My focus as a Sysadmin is Linux, purely by nature of the type of work I'm in, so I tend to keep up only with the benchmarks relevant to me.

If you're only seeing ext2 & 3 as mature and stable you've missed great file systems like XFS.

ext2 & 3 are great all-rounders, but XFS will knock them into a top hat when it comes to larger files, with lower CPU usage and disk ops. It'll also beat ext2 and ext3 if you're creating and deleting lots of small files (like on an e-mail server) as the delete will take place in the background without impacting the front end systems. It's nice and mature too (16 years old). ext2 & 3 have slightly better error recovery though. XFS is journalled so very little should go wrong that would impact it.

JFS has strengths when large files are moved around on it, extremely low sector overhead (less than 1%) and very low CPU usage, amongst the lowest of any of the main Linux ones.

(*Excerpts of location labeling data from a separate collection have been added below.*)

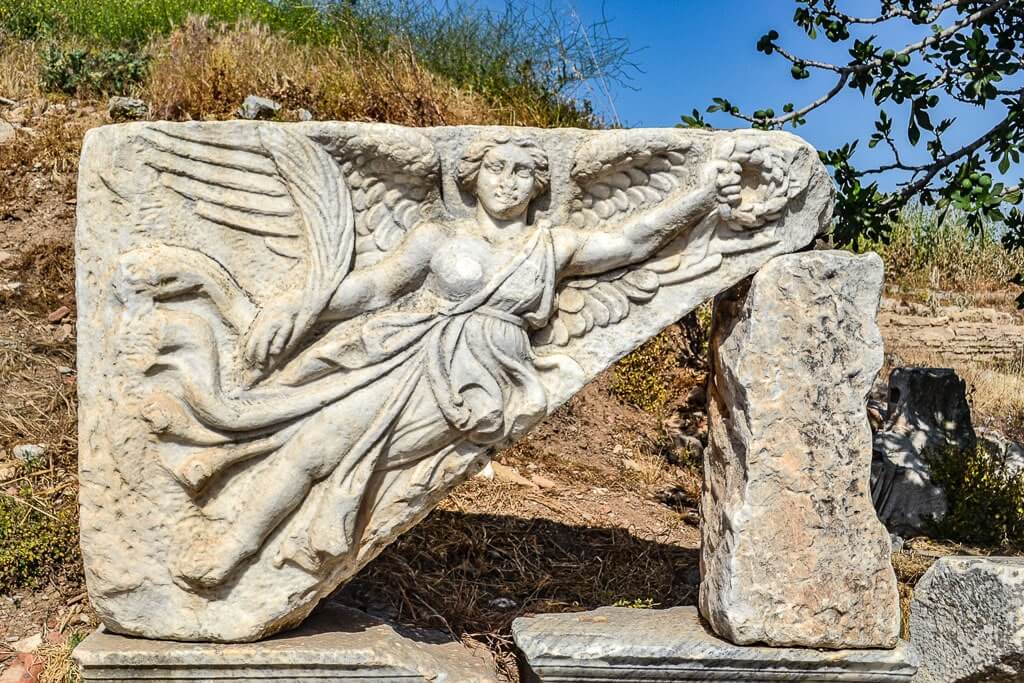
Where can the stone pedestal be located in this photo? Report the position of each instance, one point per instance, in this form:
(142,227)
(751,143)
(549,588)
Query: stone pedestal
(967,621)
(625,645)
(335,644)
(793,553)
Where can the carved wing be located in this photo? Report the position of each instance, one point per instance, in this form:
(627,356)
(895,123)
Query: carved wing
(268,181)
(631,172)
(617,175)
(772,175)
(393,173)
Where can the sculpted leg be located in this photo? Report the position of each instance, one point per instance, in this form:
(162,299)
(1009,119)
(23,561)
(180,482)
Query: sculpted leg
(216,546)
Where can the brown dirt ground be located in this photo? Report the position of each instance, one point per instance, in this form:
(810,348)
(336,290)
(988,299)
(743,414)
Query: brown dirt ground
(587,511)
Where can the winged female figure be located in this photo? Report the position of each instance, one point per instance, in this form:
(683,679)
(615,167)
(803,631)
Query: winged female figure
(406,342)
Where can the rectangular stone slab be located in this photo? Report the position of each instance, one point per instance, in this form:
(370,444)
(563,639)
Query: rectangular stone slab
(336,644)
(793,553)
(295,339)
(624,644)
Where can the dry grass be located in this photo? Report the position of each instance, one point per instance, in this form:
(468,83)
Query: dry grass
(19,65)
(202,72)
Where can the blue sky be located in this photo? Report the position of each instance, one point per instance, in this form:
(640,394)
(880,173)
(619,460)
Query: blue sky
(688,51)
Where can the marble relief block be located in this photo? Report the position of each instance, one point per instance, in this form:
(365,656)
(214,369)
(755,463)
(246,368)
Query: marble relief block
(295,339)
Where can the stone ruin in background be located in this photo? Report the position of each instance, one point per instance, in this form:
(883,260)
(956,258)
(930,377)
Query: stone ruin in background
(295,339)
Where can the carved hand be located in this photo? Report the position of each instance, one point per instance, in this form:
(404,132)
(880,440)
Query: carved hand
(274,330)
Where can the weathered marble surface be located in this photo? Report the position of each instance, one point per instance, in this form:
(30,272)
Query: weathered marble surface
(793,553)
(967,621)
(335,644)
(624,645)
(294,339)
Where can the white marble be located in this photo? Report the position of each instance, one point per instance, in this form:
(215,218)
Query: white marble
(967,621)
(295,339)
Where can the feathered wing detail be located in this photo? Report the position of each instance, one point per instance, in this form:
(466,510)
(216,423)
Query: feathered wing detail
(632,172)
(268,181)
(626,172)
(617,175)
(394,176)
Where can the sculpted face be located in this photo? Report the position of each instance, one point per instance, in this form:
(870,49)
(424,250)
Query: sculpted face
(506,182)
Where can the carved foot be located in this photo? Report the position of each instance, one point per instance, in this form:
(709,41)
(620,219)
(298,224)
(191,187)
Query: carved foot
(209,552)
(194,472)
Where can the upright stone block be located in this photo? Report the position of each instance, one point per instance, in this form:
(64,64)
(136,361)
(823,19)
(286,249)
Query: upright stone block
(295,339)
(673,645)
(794,554)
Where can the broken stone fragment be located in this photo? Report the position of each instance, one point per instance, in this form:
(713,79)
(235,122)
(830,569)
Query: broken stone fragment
(967,621)
(254,108)
(296,339)
(928,416)
(793,553)
(127,109)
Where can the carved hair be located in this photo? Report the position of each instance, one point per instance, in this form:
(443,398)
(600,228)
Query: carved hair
(469,165)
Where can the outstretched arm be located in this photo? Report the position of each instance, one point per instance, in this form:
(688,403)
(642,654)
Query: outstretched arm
(363,290)
(380,285)
(587,252)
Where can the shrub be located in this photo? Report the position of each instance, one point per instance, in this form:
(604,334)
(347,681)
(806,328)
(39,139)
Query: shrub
(84,72)
(526,62)
(33,543)
(985,497)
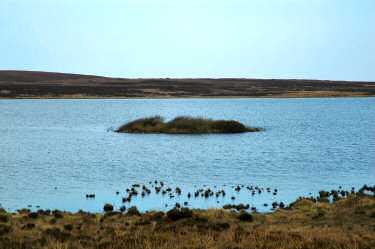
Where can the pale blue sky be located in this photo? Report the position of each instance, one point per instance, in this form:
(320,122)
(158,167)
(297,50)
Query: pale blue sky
(303,39)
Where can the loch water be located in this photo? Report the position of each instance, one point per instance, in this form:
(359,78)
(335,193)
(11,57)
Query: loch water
(54,152)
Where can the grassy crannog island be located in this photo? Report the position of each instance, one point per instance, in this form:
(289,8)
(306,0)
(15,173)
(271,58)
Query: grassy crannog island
(184,125)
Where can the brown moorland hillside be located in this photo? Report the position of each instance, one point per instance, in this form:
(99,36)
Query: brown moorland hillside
(32,84)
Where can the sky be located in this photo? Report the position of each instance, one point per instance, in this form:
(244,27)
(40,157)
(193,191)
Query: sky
(281,39)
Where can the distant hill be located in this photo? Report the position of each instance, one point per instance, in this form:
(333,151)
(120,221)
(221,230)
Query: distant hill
(33,84)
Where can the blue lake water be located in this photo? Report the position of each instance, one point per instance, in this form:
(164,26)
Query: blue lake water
(54,152)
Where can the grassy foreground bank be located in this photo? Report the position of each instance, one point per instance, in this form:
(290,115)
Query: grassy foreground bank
(345,223)
(184,125)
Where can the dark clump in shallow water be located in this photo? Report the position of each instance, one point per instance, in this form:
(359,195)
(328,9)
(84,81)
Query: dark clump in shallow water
(184,125)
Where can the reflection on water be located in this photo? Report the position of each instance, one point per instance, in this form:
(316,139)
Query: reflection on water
(308,145)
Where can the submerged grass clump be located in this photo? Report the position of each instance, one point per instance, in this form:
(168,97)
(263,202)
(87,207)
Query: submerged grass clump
(184,125)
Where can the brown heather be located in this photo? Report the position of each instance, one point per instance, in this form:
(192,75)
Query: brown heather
(347,223)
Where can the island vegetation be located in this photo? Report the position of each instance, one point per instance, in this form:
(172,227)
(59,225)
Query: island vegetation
(345,223)
(184,125)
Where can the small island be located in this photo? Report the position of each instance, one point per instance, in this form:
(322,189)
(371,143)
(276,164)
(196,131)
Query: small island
(184,125)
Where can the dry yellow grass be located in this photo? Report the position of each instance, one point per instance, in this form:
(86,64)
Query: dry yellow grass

NTFS has no knowledge of checksumming, something ZFS, ext4 and btrfs handle (the latter two I wouldn't trust yet in production environments), but it does have integrated snapshots, something you generally have to use LVM for under Linux, and native encryption, and from Vista/2003 onwards supports shrinking and expansion directly on the fly (again LVM is necessary to do this under linux, and is best done with filesystem offline).

You chose your operating system and file system to suit the task (for example I'd use OpenBSD on a gateway machine instead of Linux as it's more suited to the role).

It's such a simple concept, like how you wouldn't use a hammer to crack an egg. You could, but you might find the edge of a knife or a spoon a lot easier and neater.